This easy Homemade Strawberry Fig Bars recipe is low in added sugar and has the perfect crumbly cookie outside and sweet sticky fig filling.
$3.62 Recipe | $0.23 Serving
Fig bars are one of my favorite snacks to have on hand. They make the perfect small snack, quick to eat and full of fiber and sustaining energy. They were my snack of choice for midnight feedings when I nursed my kids.
It can be tough finding the perfect fig bar though: sweet, intense flavor, low added sugar, crumbly cookie, and a decent price tag? That’s a lot to ask of a store bought cookie, but these homemade fig bars check each of these boxes perfectly!
Figs: Health and Variety
Figs are a fruit that are often enjoyed dried or fresh. One ounce of dried figs has 3g of fiber (more than prunes!) and my dietitian geek comes out when I consider how delicious this fiber source is!
For this fig bar recipe I highly recommend using dried figs. I tried the fig filling with canned figs and the flavor was just too diluted. The dried figs create a very flavorful and dense filling. I have yet to try this recipe with fresh figs, but if you do- comment below and tell us how it turned out!
If you have leftover fig filling, you can either freeze it to use at a later time or store it in the refrigerator for 3-4 days and use as a yummy spread on toast or biscuits!
How to Make Homemade Strawberry Fig Newtons
Looking at the steps, this fig bars recipe might seem a bit complicated. I highly recommend watching the video for a clear step by step view. They really are simple to make and so worth it!
1.Soak the dried figs in water for at least 15 minutes to rehydrate some, and thaw frozen strawberries.
2. Combine the figs and strawberries in a food processor until the mixture is smooth. This may take 1-2 minutes, scraping down the sides once or twice so everything is incorporated.
3. Mix the dry ingredients (flour, baking powder, and salt) in a small bowl. Set aside.
4. With an electric mixer, cream the butter and sugar together for 1-2 minutes until smooth. Add the egg and vanilla mixing until well combined and creamy.

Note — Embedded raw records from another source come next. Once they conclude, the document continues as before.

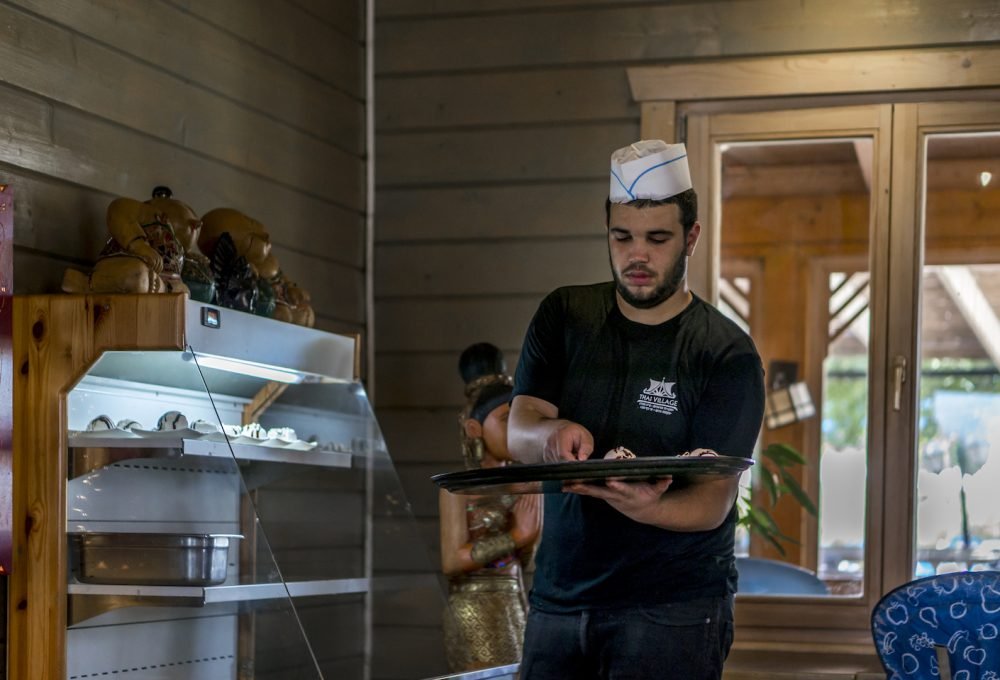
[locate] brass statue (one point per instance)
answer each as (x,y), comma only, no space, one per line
(247,274)
(153,248)
(486,540)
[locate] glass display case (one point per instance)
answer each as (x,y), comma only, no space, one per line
(225,506)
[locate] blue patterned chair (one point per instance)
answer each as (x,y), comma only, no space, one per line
(954,618)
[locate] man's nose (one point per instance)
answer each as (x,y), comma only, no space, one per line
(638,252)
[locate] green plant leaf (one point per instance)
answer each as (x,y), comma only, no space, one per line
(783,455)
(767,481)
(791,485)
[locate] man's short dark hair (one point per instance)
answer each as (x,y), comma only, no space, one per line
(687,202)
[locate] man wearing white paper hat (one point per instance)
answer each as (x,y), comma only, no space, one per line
(636,579)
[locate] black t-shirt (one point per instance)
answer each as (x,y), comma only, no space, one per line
(695,381)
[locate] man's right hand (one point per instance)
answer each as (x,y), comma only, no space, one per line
(570,441)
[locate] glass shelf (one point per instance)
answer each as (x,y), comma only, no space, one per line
(166,447)
(235,593)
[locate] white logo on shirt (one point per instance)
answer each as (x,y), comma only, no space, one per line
(659,397)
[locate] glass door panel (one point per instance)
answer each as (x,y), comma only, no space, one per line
(958,440)
(795,224)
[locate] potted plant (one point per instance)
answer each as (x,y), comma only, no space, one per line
(773,472)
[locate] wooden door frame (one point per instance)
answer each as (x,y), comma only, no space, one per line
(665,94)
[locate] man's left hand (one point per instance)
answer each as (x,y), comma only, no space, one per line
(636,500)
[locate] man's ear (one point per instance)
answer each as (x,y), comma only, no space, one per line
(692,239)
(473,428)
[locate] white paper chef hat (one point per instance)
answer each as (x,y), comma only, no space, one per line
(649,168)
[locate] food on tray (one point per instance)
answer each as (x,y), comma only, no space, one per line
(204,427)
(100,424)
(254,431)
(700,452)
(128,424)
(172,420)
(285,434)
(618,453)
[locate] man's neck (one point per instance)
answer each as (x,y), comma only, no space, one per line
(666,310)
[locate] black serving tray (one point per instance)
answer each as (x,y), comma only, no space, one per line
(529,478)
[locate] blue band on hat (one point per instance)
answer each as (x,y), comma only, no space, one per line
(623,184)
(658,165)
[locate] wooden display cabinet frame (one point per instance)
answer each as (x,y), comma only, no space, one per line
(55,341)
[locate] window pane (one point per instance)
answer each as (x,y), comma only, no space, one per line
(794,247)
(958,518)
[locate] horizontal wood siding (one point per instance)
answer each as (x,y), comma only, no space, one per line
(494,124)
(257,105)
(106,99)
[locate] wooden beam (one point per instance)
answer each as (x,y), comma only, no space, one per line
(974,306)
(816,74)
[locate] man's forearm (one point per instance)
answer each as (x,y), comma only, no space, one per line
(531,423)
(699,507)
(526,437)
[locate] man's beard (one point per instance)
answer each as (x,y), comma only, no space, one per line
(671,283)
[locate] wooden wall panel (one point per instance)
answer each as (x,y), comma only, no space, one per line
(291,34)
(253,105)
(55,63)
(504,99)
(484,213)
(346,17)
(572,152)
(453,324)
(588,35)
(422,435)
(468,269)
(160,34)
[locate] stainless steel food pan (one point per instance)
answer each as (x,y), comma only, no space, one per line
(152,559)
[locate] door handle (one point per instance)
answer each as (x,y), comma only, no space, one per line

5. Stir the dry ingredients into the wet ingredients and mix with a spoon until combined. Then, using your hands (with some extra flour added to them) work the dough slightly so that it is manageable (but try to avoid overworking the dough as the more you work it the less crumbly the final cookie will be).
6. Lightly flour the surface and roll out the dough into a rectangle, a bit thinner than 1/4 inch thick. Cut the rectangle in half lengthwise and seperate the two long strips. Use a spatula to effectively unstick the roll from the surface if needed. Add extra flour as needed if the dough becomes too sticky.
In the center of each strip, add a line of the fig and strawberry mixture. Gently and loosely roll the dough over the filling, gently patting down or pinching the edges. The dough is very forgiving as it bakes, so if there are cracks or the seam is not sealed perfectly, don’t sweat it!
7. Bake for 20-25 minutes until golden brown. Let cool and slice into 2 inch cookies (or whatever size you prefer!)
FAQ’s Tips & Tricks for Strawberry Fig Bars Recipe
Strawberries– Use frozen strawberries that have been thawed for the extra straw-berry-y flavor that comes from the juices.
The dough is likely to be a bit crumbly and tricky to work with. Don’t worry if it breaks a bit on the top or if all of the filling isn’t covered with dough- It’s very forgiving as it bakes.
Add more flour as needed to keep the dough from sticking, but try not to add too much or work the dough excessively, as it could lead to a firmer, leses crumbly cookie.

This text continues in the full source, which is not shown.